Setelah lolos seleksi ini, peserta akan mengikuti tahapan berikutnya seperti tes Samapta, tes kesehatan, dan tes kepribadian. Tujuan dari semua tahapan ini adalah untuk memilih putra-putri terbaik yang memiliki dedikasi, disiplin, serta kemampuan baris-berbaris yang baik.
Tujuan Seleksi Paskibraka
Seleksi Calon Paskibraka 2026 tidak hanya bertujuan untuk memilih anggota yang siap bertugas dalam upacara HUT RI, tetapi juga untuk membentuk karakter yang tangguh. Peserta yang terpilih akan diajarkan nilai-nilai Pancasila, kepemimpinan, dan etika kepribadian. Hal ini penting untuk memastikan bahwa Paskibraka mampu menjadi contoh bagi generasi muda.

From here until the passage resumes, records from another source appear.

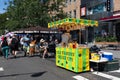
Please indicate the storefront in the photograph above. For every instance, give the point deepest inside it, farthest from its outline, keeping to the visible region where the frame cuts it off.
(114, 25)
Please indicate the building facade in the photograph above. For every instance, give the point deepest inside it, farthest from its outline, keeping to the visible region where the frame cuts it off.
(100, 10)
(107, 12)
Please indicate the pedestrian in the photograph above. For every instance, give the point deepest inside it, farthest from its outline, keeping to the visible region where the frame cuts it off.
(5, 48)
(43, 48)
(14, 45)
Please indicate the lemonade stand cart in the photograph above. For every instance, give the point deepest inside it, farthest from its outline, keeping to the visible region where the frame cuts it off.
(74, 59)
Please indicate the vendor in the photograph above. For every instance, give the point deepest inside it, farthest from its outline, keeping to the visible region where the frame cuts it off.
(65, 38)
(75, 44)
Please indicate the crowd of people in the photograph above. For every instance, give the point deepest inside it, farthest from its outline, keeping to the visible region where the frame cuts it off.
(29, 44)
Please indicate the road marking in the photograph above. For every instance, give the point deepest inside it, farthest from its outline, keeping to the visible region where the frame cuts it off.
(78, 77)
(116, 71)
(1, 69)
(106, 75)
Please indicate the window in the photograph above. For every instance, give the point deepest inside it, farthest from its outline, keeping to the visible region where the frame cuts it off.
(74, 13)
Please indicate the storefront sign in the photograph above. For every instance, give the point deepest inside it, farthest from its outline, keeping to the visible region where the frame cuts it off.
(83, 11)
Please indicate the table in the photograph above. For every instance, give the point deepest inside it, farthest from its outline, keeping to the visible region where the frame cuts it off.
(99, 61)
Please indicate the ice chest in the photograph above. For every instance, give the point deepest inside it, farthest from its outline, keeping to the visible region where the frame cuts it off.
(107, 55)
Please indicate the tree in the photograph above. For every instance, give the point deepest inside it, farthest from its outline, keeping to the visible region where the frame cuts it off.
(25, 13)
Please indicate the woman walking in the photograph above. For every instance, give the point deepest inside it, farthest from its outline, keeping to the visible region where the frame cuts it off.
(5, 48)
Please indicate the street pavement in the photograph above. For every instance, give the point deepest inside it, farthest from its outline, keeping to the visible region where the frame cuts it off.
(36, 68)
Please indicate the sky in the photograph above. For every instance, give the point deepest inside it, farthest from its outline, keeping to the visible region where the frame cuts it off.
(2, 5)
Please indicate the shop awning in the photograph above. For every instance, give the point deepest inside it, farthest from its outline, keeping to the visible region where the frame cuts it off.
(111, 18)
(72, 23)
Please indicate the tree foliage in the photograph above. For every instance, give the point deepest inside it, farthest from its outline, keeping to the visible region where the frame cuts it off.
(25, 13)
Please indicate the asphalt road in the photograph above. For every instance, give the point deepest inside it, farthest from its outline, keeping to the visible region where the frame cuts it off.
(36, 68)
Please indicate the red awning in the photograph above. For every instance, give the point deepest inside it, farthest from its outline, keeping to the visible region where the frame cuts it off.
(111, 18)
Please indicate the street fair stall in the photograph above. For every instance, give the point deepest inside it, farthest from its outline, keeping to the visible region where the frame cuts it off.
(72, 56)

Selain itu, seleksi ini juga bertujuan untuk menyiapkan pasukan yang siap mengibarkan dan menurunkan bendera Merah Putih dalam peringatan Hari Kemerdekaan RI ke-81. Dengan demikian, Paskibraka tidak hanya sekadar tampil dalam upacara, tetapi juga menjadi simbol semangat nasionalisme.
Jadwal dan Proses Seleksi
Jadwal tes seleksi berikutnya akan mengikuti jadwal serentak dari Badan Pembinaan Ideologi Pancasila (BPIP). Seluruh proses seleksi dilakukan secara transparan dan terbuka, sehingga semua peserta memiliki kesempatan yang sama untuk bersaing.
Para peserta berasal dari berbagai sekolah di wilayah Kabupaten Polewali Mandar. Mereka telah melewati seleksi awal dari tiga zona wilayah kecamatan sebelum masuk ke tahap ini. Hal ini menunjukkan bahwa proses seleksi sudah dimulai dari tingkat bawah hingga akhirnya sampai pada tahap evaluasi akhir.
Keberagaman Peserta
Dari total 126 peserta, terdapat 66 siswa dan 60 siswi. Perbedaan jumlah ini menunjukkan bahwa kompetisi antara laki-laki dan perempuan cukup seimbang. Meskipun begitu, setiap peserta memiliki kesempatan yang sama untuk lolos ke tahap berikutnya, asalkan memenuhi standar nilai yang ditetapkan.